California Appellate Court Decisions Impact Wage and Hour Actions

Two recent California appellate decisions will impact wage and hour class actions and representative actions.

Donohue v. AMN Services, LLC

California law requires that employers “must generally provide employees with one 30-minute meal period that begins no later than the end of the fifth hour of work and another 30-minute meal period that begins no later than the end of the tenth hour of work.” If an employee is not provided the opportunity to take a timely and uninterrupted meal period, the employee is due one hour of wages as a “wage premium.” Cal. Lab. Code § 512(a); see also, Brinker Restaurant Corp. v. Superior Court, 53 Cal.4th 1004 (2012).
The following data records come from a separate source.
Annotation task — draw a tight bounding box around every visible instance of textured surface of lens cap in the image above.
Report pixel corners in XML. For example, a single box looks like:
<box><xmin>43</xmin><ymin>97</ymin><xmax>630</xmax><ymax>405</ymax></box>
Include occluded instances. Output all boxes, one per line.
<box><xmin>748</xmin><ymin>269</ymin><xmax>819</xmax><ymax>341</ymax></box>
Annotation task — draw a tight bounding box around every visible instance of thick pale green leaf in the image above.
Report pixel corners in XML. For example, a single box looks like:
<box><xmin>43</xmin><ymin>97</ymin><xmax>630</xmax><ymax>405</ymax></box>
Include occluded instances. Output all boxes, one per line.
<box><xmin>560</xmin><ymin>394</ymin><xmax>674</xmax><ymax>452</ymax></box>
In Donohue v. AMN Services, Inc., plaintiff filed a class action against her employer, AMN Services, for failure to pay the wage premium for her missed meal periods. Plaintiff contended that AMN’s timekeeping software had an automatic rounding process whereby an employee’s punched time was rounded to the nearest 10-minute increment, which resulted in a meal period violation and a failure to pay the wage premium for the missed meal period. In a February 25, 2021, decision, the California Supreme Court held that employers cannot use rounding in the meal period context. The Court also held that time records showing non-compliant meal periods raise a rebuttable presumption of meal period violations, including at the summary judgment stage.

The California Supreme Court’s decision sends a clear signal that while rounding time punches may be permissible for purposes of calculating hours worked, it cannot be done with respect to the 30 minute meal period requirement.

Crestwood Behavioral Health v. Superior Court

On February 17, 2021, California's First District Court of Appeal issued a decision that expands the venues available for plaintiffs to file a Labor Code Private Attorney General Act (PAGA) suit. Crestwood Behavioral Health, Inc. v. Superior Court of Alameda Cty., No. A160523 (Cal. Ct. App. Feb. 17, 2021). The court held that the proper venue for a PAGA action is any county where any alleged aggrieved employee suffered a Labor Code violation, even if the plaintiff did not suffer Labor Code violations in that county. In Crestwood, plaintiff had worked in Solano County but filed suit in Alameda County, where the defendant also maintained facilities. Defendant moved to transfer venue to Sacramento County (where it maintained its principal place of business), asserting, that venue was not proper in Alameda County because plaintiff did not work there.

The Court held that venue for PAGA actions is not limited to the counties in which plaintiff suffered Labor Code violations but lies in any county where an allegedly aggrieved employee suffered Labor Code violations. The Court reasoned that in a PAGA action, the plaintiff serves as a “proxy for the state” and that there is no “reason why the legislature would have limited venue to the location where the representative plaintiff worked when she [was] suing on behalf of all aggrieved employees, not just herself.” Thus, the Court held that Alameda County was a proper venue since the defendant had aggrieved employees there.

The Court’s Crestwood decision is significant because it opens the door for some PAGA plaintiffs to engage in forum shopping.